Cookies helpen ons onze services aan te bieden. Door onze services te gebruiken stemt u in met het gebruik van onze cookies.

Goossens, Thomas

BalkTiu.jpg


Historicus en priester Th.J.A.J. (Thomas) Goossens (1882-1970) is stichter van de Rooms Katholieke Handelshoogeschool en van 1927-1930 eerste rector magnificus. Hij vervult het rectoraat ook in de jaren 1934-1935 en 1940-1941.

Goossens.jpg

Goossens studeert geschiedenis aan de Universiteit van Amsterdam, waar hij in 1917 cum laude promoveert op het proefschrift ‘Franciscus Sonnius in de pamfletten’. Tot 1921 is hij leraar geschiedenis en Nederlands aan het kleinseminarie in Sint-Michielsgestel. In 1922 volgt hij Hendrik Moller* op als rector van de Katholieke Leergangen, de Tilburgse opleiding voor leraren in het middelbaar onderwijs (dat in Brabant in die tijd nog maar matig ontwikkeld was).

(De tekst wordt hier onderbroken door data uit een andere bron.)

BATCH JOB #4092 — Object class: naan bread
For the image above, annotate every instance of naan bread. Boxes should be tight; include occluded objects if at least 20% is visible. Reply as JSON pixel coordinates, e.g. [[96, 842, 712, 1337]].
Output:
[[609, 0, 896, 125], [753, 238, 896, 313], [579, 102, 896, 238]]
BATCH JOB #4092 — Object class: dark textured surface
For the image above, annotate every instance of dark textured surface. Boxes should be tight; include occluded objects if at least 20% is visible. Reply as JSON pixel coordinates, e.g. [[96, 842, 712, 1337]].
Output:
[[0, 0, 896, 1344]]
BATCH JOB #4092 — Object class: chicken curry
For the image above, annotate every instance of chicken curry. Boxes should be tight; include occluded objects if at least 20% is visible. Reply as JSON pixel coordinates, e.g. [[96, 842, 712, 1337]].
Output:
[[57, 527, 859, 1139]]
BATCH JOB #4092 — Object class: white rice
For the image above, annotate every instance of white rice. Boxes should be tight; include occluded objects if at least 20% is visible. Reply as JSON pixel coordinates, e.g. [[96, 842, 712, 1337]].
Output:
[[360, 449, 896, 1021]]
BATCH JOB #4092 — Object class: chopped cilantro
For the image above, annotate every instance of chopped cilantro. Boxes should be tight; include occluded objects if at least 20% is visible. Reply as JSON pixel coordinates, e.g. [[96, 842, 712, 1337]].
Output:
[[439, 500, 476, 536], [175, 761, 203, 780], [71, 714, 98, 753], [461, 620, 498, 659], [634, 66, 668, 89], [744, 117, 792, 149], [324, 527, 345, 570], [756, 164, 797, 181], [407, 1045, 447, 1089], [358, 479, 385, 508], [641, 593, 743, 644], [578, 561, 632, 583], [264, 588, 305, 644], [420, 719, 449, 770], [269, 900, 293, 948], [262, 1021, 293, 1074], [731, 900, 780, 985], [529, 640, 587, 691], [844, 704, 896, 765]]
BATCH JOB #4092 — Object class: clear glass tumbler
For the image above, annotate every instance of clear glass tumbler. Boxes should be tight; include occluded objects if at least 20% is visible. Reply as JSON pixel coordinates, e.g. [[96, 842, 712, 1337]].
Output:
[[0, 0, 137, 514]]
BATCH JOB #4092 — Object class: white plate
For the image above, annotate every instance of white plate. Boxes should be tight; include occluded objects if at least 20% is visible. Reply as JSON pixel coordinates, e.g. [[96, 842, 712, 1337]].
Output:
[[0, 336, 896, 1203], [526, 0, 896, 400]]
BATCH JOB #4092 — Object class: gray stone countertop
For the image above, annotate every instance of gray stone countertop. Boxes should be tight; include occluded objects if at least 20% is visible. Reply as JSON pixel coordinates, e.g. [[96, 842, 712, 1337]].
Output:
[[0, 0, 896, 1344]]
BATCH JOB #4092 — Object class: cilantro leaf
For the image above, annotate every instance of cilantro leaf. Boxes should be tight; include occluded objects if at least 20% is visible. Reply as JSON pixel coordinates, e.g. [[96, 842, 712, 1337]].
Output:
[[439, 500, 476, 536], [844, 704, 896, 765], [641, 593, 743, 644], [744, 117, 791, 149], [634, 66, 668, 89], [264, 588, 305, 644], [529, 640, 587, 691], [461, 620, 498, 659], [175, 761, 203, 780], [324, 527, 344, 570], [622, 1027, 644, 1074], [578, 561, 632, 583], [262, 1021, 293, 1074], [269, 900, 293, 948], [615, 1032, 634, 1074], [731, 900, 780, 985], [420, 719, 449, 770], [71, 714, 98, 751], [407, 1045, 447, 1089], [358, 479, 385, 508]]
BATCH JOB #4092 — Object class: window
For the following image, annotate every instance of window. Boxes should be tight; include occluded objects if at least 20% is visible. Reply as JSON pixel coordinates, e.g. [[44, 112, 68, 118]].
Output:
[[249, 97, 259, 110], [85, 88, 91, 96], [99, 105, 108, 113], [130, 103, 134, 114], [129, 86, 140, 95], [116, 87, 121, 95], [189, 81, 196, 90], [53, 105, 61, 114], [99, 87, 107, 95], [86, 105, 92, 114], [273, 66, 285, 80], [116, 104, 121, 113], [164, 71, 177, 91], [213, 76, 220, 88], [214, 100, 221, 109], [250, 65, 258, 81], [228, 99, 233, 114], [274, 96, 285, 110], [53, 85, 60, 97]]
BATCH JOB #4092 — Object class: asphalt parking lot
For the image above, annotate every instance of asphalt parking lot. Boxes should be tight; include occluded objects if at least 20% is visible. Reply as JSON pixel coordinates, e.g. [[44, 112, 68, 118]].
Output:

Inzet voor hoger onderwijs in Brabant

Nadat Nijmegen in 1923 een katholieke universiteit kreeg, zet Goossens zich in om in Tilburg dan in elk geval een instituut voor hoger onderwijs in de handelswetenschappen gevestigd te krijgen. Dat leidt – na veel moeilijkheden - in 1927 tot de stichting van de Rooms Katholieke Handelshoogeschool, de rechtsvoorganger van Tilburg University. Goossens wordt zowel rector, hoogleraar Economische geschiedenis van de middeleeuwen als ook (financieel) beheerder van de instelling. Die laatste rol levert hem een reputatie van overmatige zuinigheid op, ondanks het excuus dat de touwtjes in de eerste decennia zorgvuldig aan elkaar geknoopt dienen te worden door de economische crisis in de jaren dertig en de Tweede Wereldoorlog. In 1942 wordt Goossens tien weken door de Duitse bezetter geïnterneerd in het gijzelaarskamp in Haaren.

Geschiedkundig werk

Brabant en de katholieke zaak gaan Goossens aan het hart. Als medeoprichter van de tijdschriften Bossche Bijdragen en het in Tilburg uitgegeven Historisch Tijdschrift droeg hij bij aan de kerkelijke en katholieke geschiedschrijving. Zijn diesredes handelen regelmatig over geschiedenis van het ‘arme Brabant’.

Hij publiceerde onder meer in Tijdschrift voor Taal en Letteren, Taxandria, Brabantia Nostra en Bossche Bijdragen. In Het Nieuwsblad van het Zuiden schreef hij in 1945 veertien artikelen over de geschiedenis van Tilburg onder de titel Uit de oude doos. Vier van zijn bekende dies-reden zijn Het arme Brabant (1929), Het keerpunt van Brabant 1 maart 1796 (1930), Onontgonnen Brabant (1935) en Van den ‘Wolwerck’ in Den Bosch (1940). Hij was coauteur van het Gedenkboek R.K. Leergangen 1912-1937 (1937) en hij schreef Mr. J.F.R. van Hoof: Een Brabants patriot 1755-1816 (1948). Zijn bibliografie (1908-1950) verscheen in de bundel Land van mijn hart, die hem in 1952 bij zijn 70e verjaardag door vrienden en leerlingen werd aangeboden.

Bestuurlijk werk

Zijn belangrijkste bijdrage aan de intellectuele en culturele emancipatie van de katholieken levert Goossens echter als bestuurder. Hij is omschreven als nuchter, vasthoudendheid en praktisch van aard, maar ook als ‘moeilijk toegankelijk’, ‘ongenaakbaar’ en ‘gierig’. Hij levert zijn bijdrage aan de gestage groei en uitbouw van de prille academische instelling, dan nog in een volstrekt provinciaal perspectief.

In 1947 gaat hij met emeritaat, zijn rectoraat bij de Leergangen vervult hij tot 1956. Ook daarna blijft hij, ondanks een zwakke gezondheid betrokken bij de ontwikkelingen van het hoger onderwijs in Brabant. Goossens wordt in 1928 geridderd in de Orde van de Nederlandse Leeuw. In 1929 wordt hij geheim kamerheer van de paus (Pius XI), om in 1946 de titel te krijgen van pauselijk huisprelaat.